Alla scoperta di Montaione

Montaione è una cittadina di antiche origini, che in piccolo racconta la storia della Toscana .

Nel suo territorio l'esistenza di numerose colonie etrusco-romane è confermata dai ritrovamenti archeologici di necropoli e fornaci presso Poggio all'Aglione, Bellafonte, Iano e Castelfalfi.

Dopo le invasioni barbariche, si ricostituirono nuovi insediamenti intorno ai vecchi ruderi, soprattutto nei luoghi che offrivano maggiore sicurezza, come a Paterno, Marrante, Sala e successivamente nel Castello di Montaione, munito di numerose torri e cinto da solide mura. La zona rientrava nella giurisdizione del longobardo 'Allone' di Lucca, dal quale sicuramente il castello prese nome, essendo citato in antiche carte come 'Mons Allonis', poi corretto in 'Montacone' come risulta da un documento del 988.

Nel 1118 fu edificata la Pieve di San Regolo, notevole esempio di architettura romanica in Toscana . Comune dal 1257, coinvolto nelle guerre fra San Gimignano, Volterra e San Miniato, Montaione gravitò prevalentemente nell'orbita di Firenze a cui si sottomise nel 1369 seguendone poi le sorti.

Fin dal 1220 si esercitò in Montaione l'arte del vetro, diffusa in seguito in tutta la valdelsa. Nel XVIII un bando del Granduca di Toscana ordinava ai maestri vetrai di Montaione di 'insegnar l'arte' solo ai suoi conterranei. Con il sopravvento dell'economia di fondovalle le fabbriche si spostarono nell'empolese e la comunità si chiuse in economia agricola.

Il Castello di Montaione

La prima volta in cui viene ricordato il Castello di Montaione, è in un documento dell'anno 981 col nome di "Montacunni", anche esistono notizie più dettagliate a partire dal 1257 quando faceva parte del distretto di San Miniato.

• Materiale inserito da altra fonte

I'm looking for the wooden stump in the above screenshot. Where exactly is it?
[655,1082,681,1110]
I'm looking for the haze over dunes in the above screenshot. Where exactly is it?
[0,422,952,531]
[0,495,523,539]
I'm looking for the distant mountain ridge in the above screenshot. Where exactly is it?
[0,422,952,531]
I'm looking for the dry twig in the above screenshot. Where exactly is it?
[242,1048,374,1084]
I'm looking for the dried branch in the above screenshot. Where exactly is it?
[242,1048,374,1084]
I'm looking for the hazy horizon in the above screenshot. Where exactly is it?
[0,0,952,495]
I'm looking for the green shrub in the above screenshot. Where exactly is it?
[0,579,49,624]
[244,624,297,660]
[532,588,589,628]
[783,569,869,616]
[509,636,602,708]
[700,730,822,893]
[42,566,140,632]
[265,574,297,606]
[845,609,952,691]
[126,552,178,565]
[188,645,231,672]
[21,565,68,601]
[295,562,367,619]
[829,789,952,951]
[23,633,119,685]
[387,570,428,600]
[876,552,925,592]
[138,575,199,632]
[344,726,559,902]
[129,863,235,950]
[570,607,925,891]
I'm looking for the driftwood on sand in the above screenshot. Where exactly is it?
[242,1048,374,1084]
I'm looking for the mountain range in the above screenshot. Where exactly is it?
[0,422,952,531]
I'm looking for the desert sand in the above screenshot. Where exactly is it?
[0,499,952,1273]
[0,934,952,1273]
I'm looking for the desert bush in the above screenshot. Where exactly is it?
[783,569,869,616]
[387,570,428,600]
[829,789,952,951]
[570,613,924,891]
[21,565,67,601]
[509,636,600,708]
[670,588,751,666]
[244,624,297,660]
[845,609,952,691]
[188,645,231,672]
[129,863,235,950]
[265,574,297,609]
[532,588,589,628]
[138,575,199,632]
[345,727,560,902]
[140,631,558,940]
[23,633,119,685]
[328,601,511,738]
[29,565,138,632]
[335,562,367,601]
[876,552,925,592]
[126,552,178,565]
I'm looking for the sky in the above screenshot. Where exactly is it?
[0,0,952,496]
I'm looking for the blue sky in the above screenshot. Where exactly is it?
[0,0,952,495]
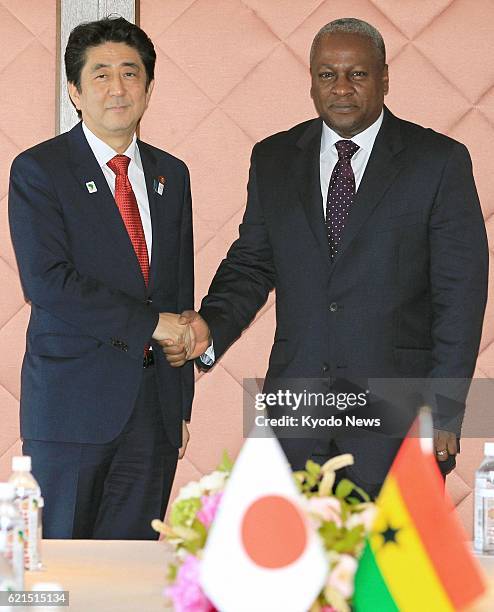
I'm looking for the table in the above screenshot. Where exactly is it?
[21,540,494,612]
[25,540,172,612]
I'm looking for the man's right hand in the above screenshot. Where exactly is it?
[163,310,211,368]
[153,312,194,353]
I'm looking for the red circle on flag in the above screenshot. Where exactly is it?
[241,495,307,569]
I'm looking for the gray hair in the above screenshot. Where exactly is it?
[310,17,386,66]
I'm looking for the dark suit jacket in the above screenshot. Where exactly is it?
[201,109,488,482]
[9,124,194,447]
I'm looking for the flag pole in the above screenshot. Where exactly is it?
[418,405,434,455]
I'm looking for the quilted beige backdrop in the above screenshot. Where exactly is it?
[0,0,494,526]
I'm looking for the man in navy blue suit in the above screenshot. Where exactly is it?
[164,18,488,495]
[9,18,194,539]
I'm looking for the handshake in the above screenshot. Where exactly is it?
[153,310,211,368]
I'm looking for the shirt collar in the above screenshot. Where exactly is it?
[321,109,384,155]
[82,121,139,168]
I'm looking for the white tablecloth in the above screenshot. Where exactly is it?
[22,540,494,612]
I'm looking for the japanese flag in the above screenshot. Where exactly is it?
[201,437,328,612]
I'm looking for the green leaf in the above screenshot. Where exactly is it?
[218,450,233,474]
[335,478,355,499]
[305,459,321,478]
[170,497,202,528]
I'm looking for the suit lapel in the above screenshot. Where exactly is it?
[137,140,161,292]
[332,108,403,269]
[294,119,330,267]
[69,123,148,284]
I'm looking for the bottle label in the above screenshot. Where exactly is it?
[17,494,40,570]
[474,488,494,552]
[0,525,24,591]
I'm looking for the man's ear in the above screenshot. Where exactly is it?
[67,83,81,111]
[383,64,389,95]
[146,80,154,108]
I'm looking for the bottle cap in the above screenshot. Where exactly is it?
[484,442,494,457]
[12,455,32,472]
[0,482,15,501]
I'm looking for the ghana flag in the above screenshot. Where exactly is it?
[354,428,485,612]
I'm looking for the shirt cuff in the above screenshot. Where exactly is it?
[199,341,216,366]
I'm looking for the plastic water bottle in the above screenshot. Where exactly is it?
[0,482,24,591]
[474,442,494,555]
[9,455,43,570]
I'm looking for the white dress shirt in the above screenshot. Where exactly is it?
[319,111,384,218]
[82,122,153,265]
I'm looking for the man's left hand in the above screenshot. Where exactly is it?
[434,429,458,462]
[178,421,190,459]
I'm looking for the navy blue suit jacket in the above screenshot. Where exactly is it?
[9,124,194,447]
[200,109,488,483]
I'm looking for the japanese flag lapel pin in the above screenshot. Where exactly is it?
[153,176,166,195]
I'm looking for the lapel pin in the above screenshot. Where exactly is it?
[153,176,166,195]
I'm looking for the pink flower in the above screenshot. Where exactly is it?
[164,555,215,612]
[197,492,223,529]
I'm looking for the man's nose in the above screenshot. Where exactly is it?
[110,74,125,96]
[332,74,353,96]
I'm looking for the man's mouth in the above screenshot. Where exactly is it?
[329,104,357,113]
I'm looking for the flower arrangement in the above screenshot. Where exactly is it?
[152,454,376,612]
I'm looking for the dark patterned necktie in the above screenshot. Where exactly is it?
[326,140,359,260]
[106,155,149,287]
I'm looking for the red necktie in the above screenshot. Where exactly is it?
[106,155,149,287]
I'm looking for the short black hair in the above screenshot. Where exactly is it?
[65,15,156,117]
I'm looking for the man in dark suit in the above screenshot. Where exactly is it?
[9,18,194,539]
[165,19,487,494]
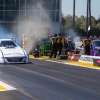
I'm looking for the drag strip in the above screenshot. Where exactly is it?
[0,59,100,100]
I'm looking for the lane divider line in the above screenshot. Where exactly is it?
[0,81,17,91]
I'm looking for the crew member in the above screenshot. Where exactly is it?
[50,34,57,58]
[81,38,92,55]
[57,33,63,55]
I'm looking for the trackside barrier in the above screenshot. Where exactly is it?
[78,55,100,63]
[70,54,81,61]
[93,59,100,66]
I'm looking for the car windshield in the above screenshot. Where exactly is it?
[0,41,17,47]
[94,41,100,46]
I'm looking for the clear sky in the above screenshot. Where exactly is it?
[62,0,100,19]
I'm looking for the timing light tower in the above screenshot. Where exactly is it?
[86,0,92,36]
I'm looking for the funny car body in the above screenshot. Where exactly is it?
[0,39,29,63]
[91,40,100,56]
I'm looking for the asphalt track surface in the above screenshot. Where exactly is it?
[0,59,100,100]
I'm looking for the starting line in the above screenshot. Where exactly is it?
[0,81,16,92]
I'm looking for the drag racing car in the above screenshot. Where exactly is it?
[91,40,100,56]
[0,39,29,63]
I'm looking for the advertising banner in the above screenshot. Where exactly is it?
[30,28,50,36]
[78,55,100,63]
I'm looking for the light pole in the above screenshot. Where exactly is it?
[89,0,92,30]
[73,0,75,30]
[86,0,89,36]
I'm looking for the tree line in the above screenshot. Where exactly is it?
[62,15,100,36]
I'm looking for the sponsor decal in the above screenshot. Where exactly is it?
[78,55,100,63]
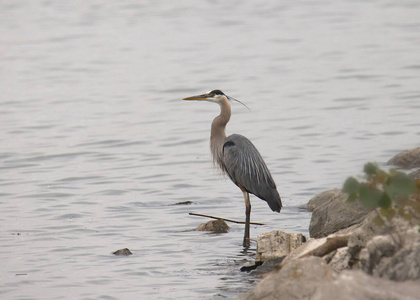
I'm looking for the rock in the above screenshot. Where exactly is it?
[255,230,306,263]
[249,256,284,276]
[312,271,420,300]
[308,189,369,238]
[236,257,420,300]
[112,248,133,255]
[387,147,420,170]
[236,257,334,300]
[324,247,351,272]
[362,227,420,281]
[408,169,420,180]
[195,220,229,233]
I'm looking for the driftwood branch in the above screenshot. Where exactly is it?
[190,213,265,225]
[300,235,350,258]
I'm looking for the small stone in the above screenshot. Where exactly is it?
[255,230,306,262]
[387,147,420,169]
[112,248,133,255]
[195,219,229,233]
[308,189,370,238]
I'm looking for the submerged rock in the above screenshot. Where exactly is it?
[308,189,370,238]
[255,230,306,262]
[387,147,420,170]
[112,248,133,255]
[195,220,229,233]
[236,257,334,300]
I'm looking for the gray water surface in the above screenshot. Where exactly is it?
[0,0,420,299]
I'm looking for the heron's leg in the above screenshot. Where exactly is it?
[243,191,251,248]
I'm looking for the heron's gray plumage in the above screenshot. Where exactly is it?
[184,90,282,247]
[221,134,282,212]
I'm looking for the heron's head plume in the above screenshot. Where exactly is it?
[183,90,250,110]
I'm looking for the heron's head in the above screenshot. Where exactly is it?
[183,90,249,109]
[183,90,229,103]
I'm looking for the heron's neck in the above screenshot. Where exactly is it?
[210,99,231,166]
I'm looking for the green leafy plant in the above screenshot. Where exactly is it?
[343,162,420,224]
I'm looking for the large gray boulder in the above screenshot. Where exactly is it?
[307,189,370,238]
[312,271,420,300]
[236,257,339,300]
[236,257,420,300]
[255,230,306,263]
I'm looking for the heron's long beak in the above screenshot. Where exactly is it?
[182,94,209,100]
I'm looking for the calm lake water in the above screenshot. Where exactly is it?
[0,0,420,299]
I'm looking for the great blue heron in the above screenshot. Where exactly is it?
[184,90,282,247]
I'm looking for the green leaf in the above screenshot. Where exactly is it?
[360,183,384,208]
[373,215,385,226]
[347,193,357,202]
[363,163,378,175]
[343,177,360,194]
[378,193,392,209]
[387,172,417,197]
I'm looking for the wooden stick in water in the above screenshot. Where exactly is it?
[190,213,265,225]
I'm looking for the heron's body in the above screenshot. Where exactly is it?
[184,90,282,247]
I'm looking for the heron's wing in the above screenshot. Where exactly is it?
[223,134,282,211]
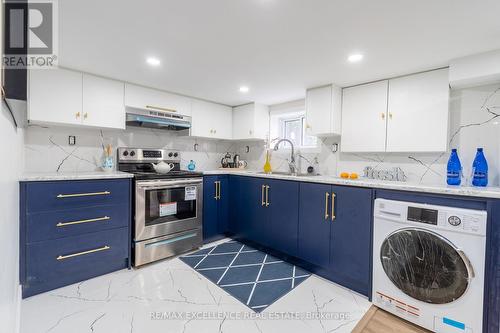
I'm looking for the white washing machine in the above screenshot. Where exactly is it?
[372,199,487,333]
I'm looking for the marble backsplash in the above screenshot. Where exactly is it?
[21,126,235,173]
[25,85,500,186]
[237,85,500,186]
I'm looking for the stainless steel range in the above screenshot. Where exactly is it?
[118,148,203,266]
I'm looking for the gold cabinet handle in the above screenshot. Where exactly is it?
[57,191,111,199]
[266,185,269,207]
[56,216,111,227]
[146,105,177,112]
[56,245,111,260]
[325,192,330,220]
[332,192,337,222]
[261,185,266,206]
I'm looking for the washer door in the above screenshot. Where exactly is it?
[380,228,474,304]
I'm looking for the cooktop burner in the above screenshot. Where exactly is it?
[117,148,203,180]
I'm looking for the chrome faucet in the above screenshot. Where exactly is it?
[274,139,297,176]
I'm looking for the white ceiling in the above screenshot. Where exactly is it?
[59,0,500,105]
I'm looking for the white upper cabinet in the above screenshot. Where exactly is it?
[341,69,449,152]
[191,99,233,140]
[82,74,125,129]
[232,103,269,140]
[28,69,83,125]
[306,85,342,136]
[340,81,388,152]
[387,69,449,152]
[28,69,125,129]
[125,83,191,116]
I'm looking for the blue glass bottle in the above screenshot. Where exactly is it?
[472,148,488,186]
[446,149,462,185]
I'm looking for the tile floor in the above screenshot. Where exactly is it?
[21,240,370,333]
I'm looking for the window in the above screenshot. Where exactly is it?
[270,100,317,148]
[279,112,316,147]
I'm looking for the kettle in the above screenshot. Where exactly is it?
[233,154,240,168]
[220,152,233,168]
[151,161,174,174]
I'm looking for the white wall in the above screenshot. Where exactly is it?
[0,102,24,332]
[237,84,500,186]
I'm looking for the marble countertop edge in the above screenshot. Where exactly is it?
[204,170,500,199]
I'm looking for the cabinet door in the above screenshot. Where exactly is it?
[340,81,387,152]
[28,69,82,125]
[239,177,269,245]
[268,179,299,256]
[297,183,332,268]
[191,99,233,139]
[203,176,219,242]
[217,176,230,236]
[387,69,449,152]
[125,84,191,116]
[330,186,373,296]
[83,74,125,129]
[306,85,332,135]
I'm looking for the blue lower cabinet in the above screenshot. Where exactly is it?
[26,204,130,243]
[203,175,229,243]
[19,179,132,298]
[267,180,299,256]
[297,183,332,269]
[23,228,129,297]
[329,186,373,296]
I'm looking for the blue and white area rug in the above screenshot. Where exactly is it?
[180,241,311,312]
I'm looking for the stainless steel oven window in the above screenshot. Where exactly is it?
[134,178,203,241]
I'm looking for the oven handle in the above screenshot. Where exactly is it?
[136,179,203,189]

In quel tempo il paese era circondato da solide mura ed ornato di ben 11 torri, con la tipica forma medievale, che ricorda quella degli accampamenti romani con la via di mezzo e la piazza centrale e le due vie lunghe laterali, oltre a due porte: la Porta Grande o Fiorentina e la Porta Piccina o Pisana, andate distrutte durante la seconda guerra mondiale.

Nel centro, sulla piazza (oggi piazza della Repubblica) vi era la Chiesa e il Palazzo del Comune, e nel mezzo la torre dell'orologio che fungeva anche da campanile. Oggi è ancora possibile ammirare la Chiesa di San Regolo, il Campanile (rifatto nel tardo 1700) e il Palazzo Pretorio che risale al XV secolo sulla cui facciata sono appesi gli stemmi nobiliari delle famiglie della Toscana che in passato amministrarono Montaione.

Passeggiando per le vie del Centro Storico, è possibile notare come ancora oggi i negozi abbiano una finestra a lato della porta di ingresso. Questa è una caratteristica che risale alle botteghe artigiane del 1400, quando la finestra serviva per esporre la merce o per far passare più luce.

Da un documento del 1700 si può vedere la pianta del paese. Montaione ha la tipica forma dei centri medioevali di quasi tutte le città della Toscana :le mura complete di tutti i merli, le due porte e le sue 11 torri, alcune delle quali sono andate distrutte, altre invece inglobate in alcuni edifici tra cui il Palazzo Mannaioni.